Kalp krizi tanısı alan hastanın bir an önce koroner yoğun bakım ünitesinde gözleme – takibe alınması gereklidir. Akut zedelenmenin en iyi tanısı koroner anjiografi ile yapılmaktadır. Hatta bu konuda altın standarttır. Halk arasında bilindiğinin tersine koroner anjiografi bir tedavi değil tanı yöntemidir. Tıkanıklığın tespiti sonrası anjiografi eşliğinde tıklı damarlara stent yada balon anjioplasti işlemi uygulanarak dolaşımın devamlılığı sağlanabilir. Ancak tıkanıklığın tam – tama yakın ve birden çok damarda görülmesi durumunda hasta  kalp damar cerrahisi tarafından değerlendirilir ve tıkalı damarlara by-pass operasyonu düzenlenir.
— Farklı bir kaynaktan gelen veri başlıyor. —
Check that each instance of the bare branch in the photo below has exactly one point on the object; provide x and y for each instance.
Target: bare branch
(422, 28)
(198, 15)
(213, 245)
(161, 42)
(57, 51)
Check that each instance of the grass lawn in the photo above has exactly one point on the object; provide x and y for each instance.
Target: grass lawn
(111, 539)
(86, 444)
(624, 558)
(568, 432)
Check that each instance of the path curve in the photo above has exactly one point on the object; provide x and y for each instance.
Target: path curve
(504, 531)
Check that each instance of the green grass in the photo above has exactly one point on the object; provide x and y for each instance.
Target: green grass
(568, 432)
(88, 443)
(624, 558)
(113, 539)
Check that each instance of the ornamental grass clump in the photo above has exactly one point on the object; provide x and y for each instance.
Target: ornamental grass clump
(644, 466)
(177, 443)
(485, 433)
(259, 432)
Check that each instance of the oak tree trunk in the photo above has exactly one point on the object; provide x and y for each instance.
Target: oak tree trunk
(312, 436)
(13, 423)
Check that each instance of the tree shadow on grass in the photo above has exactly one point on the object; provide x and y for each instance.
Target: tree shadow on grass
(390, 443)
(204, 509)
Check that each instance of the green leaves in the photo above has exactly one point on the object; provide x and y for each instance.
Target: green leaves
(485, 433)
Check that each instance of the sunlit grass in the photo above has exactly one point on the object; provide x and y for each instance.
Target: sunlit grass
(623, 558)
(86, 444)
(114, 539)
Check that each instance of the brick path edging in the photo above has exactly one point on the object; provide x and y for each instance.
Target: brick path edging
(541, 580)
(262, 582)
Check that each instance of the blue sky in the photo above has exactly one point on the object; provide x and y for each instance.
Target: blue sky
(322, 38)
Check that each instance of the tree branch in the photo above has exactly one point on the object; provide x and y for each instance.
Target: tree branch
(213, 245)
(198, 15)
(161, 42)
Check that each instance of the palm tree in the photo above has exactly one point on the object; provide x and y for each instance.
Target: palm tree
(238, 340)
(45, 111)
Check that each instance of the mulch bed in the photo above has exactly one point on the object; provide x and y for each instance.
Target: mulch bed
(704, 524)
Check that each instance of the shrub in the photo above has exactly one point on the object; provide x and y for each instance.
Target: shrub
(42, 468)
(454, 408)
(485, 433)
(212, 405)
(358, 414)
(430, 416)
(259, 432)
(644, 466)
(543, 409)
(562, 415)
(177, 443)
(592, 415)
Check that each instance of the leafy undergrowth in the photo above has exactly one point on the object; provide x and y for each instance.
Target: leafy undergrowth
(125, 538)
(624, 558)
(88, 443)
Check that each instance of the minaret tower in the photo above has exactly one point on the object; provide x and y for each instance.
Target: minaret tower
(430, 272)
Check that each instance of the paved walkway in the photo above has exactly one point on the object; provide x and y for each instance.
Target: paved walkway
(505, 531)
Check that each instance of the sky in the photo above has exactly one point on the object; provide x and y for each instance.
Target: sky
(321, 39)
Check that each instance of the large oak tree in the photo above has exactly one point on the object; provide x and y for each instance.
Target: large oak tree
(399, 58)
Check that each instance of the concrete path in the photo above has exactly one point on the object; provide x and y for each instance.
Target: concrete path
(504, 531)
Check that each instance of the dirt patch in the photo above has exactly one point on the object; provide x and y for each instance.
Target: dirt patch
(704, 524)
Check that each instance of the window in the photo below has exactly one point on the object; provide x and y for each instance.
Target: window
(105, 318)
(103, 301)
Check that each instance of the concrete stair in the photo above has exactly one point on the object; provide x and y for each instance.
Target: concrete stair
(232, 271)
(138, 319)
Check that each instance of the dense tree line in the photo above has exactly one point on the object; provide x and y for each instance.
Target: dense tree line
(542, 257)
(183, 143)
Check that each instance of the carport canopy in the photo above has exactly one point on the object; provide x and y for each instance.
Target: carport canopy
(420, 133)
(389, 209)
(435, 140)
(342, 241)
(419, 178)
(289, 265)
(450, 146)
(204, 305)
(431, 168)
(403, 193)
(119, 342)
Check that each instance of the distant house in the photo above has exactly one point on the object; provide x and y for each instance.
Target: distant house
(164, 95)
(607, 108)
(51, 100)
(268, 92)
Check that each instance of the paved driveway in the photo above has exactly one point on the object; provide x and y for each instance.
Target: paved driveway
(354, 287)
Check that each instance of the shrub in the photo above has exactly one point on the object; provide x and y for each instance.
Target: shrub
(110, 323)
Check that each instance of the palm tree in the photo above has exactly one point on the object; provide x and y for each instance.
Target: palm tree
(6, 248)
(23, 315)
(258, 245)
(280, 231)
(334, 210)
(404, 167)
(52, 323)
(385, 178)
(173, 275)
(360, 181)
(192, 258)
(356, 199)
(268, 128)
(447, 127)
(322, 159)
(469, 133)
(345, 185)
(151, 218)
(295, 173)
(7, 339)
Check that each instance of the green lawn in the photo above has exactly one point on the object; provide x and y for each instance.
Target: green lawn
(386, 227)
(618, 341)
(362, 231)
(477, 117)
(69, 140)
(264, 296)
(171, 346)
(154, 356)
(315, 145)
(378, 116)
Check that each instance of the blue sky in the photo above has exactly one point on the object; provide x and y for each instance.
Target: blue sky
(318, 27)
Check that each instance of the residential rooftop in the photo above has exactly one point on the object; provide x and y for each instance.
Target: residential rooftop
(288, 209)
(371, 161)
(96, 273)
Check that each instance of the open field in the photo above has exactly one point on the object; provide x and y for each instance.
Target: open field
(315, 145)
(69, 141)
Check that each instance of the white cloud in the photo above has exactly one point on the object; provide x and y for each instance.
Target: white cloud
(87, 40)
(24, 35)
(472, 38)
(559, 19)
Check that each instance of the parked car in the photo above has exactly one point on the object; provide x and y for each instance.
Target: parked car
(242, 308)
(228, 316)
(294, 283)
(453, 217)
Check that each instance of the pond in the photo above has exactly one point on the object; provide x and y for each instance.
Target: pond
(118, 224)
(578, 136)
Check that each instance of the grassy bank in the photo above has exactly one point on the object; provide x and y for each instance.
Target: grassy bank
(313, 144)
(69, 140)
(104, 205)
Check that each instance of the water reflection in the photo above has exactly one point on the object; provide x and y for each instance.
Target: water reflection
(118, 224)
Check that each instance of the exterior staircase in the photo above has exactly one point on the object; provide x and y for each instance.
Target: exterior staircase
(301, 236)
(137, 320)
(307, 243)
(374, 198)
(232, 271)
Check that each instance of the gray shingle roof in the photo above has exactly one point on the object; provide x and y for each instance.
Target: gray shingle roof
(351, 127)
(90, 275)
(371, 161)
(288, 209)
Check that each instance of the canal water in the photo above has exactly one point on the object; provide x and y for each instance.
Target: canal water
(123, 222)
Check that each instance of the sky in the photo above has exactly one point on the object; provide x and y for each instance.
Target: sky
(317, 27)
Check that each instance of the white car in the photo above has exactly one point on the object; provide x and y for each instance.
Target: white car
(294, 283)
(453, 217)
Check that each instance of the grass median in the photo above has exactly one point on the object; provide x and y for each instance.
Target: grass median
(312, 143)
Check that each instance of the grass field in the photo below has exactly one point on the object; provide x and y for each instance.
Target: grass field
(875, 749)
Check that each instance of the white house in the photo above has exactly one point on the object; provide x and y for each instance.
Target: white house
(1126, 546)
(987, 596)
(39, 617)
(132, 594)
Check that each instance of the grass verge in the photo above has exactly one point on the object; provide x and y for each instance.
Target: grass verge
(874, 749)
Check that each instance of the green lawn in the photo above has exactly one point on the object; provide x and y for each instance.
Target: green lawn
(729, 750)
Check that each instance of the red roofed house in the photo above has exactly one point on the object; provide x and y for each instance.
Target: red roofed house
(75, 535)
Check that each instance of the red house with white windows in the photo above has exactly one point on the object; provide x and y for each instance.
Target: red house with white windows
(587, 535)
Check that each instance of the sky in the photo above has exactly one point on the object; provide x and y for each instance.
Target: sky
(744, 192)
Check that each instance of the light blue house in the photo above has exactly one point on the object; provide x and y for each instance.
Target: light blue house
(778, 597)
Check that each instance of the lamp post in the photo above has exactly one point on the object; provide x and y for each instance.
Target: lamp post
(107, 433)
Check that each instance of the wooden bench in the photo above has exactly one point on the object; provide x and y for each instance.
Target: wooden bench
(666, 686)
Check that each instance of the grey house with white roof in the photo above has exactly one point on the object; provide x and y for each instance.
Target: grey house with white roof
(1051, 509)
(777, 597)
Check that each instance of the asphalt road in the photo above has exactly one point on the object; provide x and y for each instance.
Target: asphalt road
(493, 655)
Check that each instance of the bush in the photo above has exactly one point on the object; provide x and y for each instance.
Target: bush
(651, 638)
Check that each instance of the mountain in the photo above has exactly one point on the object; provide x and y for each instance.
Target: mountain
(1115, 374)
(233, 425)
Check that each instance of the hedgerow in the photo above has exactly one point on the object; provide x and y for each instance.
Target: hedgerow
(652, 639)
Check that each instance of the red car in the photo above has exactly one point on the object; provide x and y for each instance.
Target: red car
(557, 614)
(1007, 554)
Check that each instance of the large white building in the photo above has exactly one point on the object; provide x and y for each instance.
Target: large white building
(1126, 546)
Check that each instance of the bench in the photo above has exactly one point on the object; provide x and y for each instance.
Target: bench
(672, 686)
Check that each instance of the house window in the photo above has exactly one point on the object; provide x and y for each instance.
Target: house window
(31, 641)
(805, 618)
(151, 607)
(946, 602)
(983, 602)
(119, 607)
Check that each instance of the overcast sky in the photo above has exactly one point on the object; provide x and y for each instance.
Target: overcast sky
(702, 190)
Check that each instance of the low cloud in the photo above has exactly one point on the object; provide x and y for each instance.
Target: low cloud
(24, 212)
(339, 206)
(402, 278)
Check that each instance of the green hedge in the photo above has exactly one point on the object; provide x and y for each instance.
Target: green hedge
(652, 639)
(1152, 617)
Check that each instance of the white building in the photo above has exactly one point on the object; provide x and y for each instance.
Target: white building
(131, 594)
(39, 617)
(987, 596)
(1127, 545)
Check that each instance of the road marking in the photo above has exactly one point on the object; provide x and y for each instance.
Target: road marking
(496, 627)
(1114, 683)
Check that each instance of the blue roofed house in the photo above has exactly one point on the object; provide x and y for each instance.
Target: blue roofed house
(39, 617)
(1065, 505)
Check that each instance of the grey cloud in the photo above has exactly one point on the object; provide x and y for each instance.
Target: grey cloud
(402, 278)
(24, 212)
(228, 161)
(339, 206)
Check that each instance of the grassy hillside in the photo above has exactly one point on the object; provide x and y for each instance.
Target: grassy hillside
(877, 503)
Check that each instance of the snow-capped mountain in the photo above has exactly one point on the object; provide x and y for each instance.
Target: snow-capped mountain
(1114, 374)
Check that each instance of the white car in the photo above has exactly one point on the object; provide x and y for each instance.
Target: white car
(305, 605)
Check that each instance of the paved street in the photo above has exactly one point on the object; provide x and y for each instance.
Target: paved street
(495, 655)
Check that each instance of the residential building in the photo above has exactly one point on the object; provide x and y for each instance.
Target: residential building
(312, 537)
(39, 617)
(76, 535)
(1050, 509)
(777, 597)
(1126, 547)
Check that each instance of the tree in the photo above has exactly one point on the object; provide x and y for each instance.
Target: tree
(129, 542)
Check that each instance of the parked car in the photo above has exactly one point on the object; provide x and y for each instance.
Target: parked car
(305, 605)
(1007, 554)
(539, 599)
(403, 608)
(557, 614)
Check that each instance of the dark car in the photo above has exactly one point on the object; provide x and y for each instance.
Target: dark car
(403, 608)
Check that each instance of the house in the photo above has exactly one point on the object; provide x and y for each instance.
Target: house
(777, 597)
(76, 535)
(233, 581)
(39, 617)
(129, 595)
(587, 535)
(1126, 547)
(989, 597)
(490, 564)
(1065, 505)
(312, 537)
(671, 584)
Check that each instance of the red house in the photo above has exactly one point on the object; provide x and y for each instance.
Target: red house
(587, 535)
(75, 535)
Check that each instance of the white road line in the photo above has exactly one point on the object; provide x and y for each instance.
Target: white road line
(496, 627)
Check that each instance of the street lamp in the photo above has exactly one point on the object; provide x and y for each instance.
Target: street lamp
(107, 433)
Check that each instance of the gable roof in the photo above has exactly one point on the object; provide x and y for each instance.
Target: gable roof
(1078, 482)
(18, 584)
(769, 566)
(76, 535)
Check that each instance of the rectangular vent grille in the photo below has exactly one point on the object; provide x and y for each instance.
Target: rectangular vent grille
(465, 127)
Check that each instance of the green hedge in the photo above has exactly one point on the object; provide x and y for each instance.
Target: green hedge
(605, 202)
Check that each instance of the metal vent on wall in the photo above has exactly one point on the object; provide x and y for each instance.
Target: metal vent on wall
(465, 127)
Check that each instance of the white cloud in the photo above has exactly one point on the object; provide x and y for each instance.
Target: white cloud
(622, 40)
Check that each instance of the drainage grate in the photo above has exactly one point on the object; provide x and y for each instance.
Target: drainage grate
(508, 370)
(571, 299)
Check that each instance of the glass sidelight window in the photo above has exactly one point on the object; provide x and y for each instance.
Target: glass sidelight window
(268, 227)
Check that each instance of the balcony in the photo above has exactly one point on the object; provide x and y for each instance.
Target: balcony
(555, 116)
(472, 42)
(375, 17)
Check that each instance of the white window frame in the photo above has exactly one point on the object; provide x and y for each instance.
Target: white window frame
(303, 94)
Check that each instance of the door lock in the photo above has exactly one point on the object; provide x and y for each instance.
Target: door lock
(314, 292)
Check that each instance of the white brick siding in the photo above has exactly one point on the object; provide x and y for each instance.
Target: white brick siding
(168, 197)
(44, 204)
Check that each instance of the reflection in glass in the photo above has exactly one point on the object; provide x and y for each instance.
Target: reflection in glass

Acil servislerde tanı alan hastaların koroner yoğun bakımlara ulaşma süresi göz önüne alındığında uygulanacak ilk tedavide önem taşımaktadır. Halk arasında “kan sulandırıcı tedavi” olarak bilinen antiagregan tedavi , tanı sonrası saniyeler içerisinde uygulanmalıdır. 300 mg aspirinin kişiye çiğnetilmesi bile koroner ataklara bağlı ani ölümleri büyük bir oranda engellemektedir. 0,1 mg /kg dan düşük molekül ağırlıklı heparinlerin cilt altına uygulanması ve aspirin ile aynı etkiye sahip klopidrogel’ in 300mg dan oral olarak verilmesi özetle ilk basamak müdahaleyi oluşturmaktadır. Ayrıca hasta koroner yoğun bakım ünitesine ulaşıncaya kadar bradikardi, taşikardi ve aritmilerinde tedavisi birinci basamak tedavide önceliklidir.
Biz hastalar için en önemli bilgi kalp krizi belirtilerinden şüphelendiğimiz anda en yakın acil servise başvurmak, göğüs ağrısını küçümsememek ve en önemlisi de düzenli olarak kardiyoloğa muayene olmamızdır.